1.4.2.2.2. ZooKeeper and HBase

See section Section 1.5, “ZooKeeper” for ZooKeeper setup for HBase.

1.4.2.2.3. HDFS Client Configuration

Of note, if you have made HDFS client configuration on your Hadoop cluster -- i.e. configuration you want HDFS clients to use as opposed to server-side configurations -- HBase will not see this configuration unless you do one of the following:

  • Add a pointer to your HADOOP_CONF_DIR to the HBASE_CLASSPATH environment variable in hbase-env.sh.

  • Add a copy of hdfs-site.xml (or hadoop-site.xml) or, better, symlinks, under ${HBASE_HOME}/conf, or

  • if only a small set of HDFS client configurations, add them to hbase-site.xml.

An example of such an HDFS client configuration is dfs.replication. If for example, you want to run with a replication factor of 5, hbase will create files with the default of 3 unless you do the above to make the configuration available to HBase.

1.4.3. Running and Confirming Your Installation

Make sure HDFS is running first. Start and stop the Hadoop HDFS daemons by running bin/start-hdfs.sh over in the HADOOP_HOME directory. You can ensure it started properly by testing the put and get of files into the Hadoop filesystem. HBase does not normally use the mapreduce daemons.

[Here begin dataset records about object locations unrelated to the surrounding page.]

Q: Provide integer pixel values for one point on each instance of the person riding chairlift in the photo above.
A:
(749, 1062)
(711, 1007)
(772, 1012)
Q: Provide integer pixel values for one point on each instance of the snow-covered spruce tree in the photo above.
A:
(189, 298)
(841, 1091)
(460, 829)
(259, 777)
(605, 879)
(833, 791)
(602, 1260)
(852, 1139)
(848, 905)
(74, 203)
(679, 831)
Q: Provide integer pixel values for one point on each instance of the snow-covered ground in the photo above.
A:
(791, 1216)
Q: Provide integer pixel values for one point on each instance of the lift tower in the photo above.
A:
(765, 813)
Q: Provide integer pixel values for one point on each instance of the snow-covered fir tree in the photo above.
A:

These do not need to be started.

If you are managing your own ZooKeeper, start it and confirm its running else, HBase will start up ZooKeeper for you as part of its start process.

Start HBase with the following command:

bin/start-hbase.sh
Run the above from the HBASE_HOME directory.

You should now have a running HBase instance. HBase logs can be found in the logs subdirectory. Check them out especially if HBase had trouble starting.

HBase also puts up a UI listing vital attributes. By default its deployed on the Master host at port 60010 (HBase RegionServers listen on port 60020 by default and put up an informational http server at 60030). If the Master were running on a host named master.example.org on the default port, to see the Master's homepage you'd point your browser at http://master.example.org:60010.

Once HBase has started, see the ??? for how to create tables, add data, scan your insertions, and finally disable and drop your tables.

To stop HBase after exiting the HBase shell enter

$ ./bin/stop-hbase.sh
stopping hbase...............

Shutdown can take a moment to complete. It can take longer if your cluster is comprised of many machines. If you are running a distributed operation, be sure to wait until HBase has shut down completely before stopping the Hadoop daemons.



[10] The pseudo-distributed vs fully-distributed nomenclature comes from Hadoop.

[11] See Pseudo-distributed mode extras for notes on how to start extra Masters and RegionServers when running pseudo-distributed.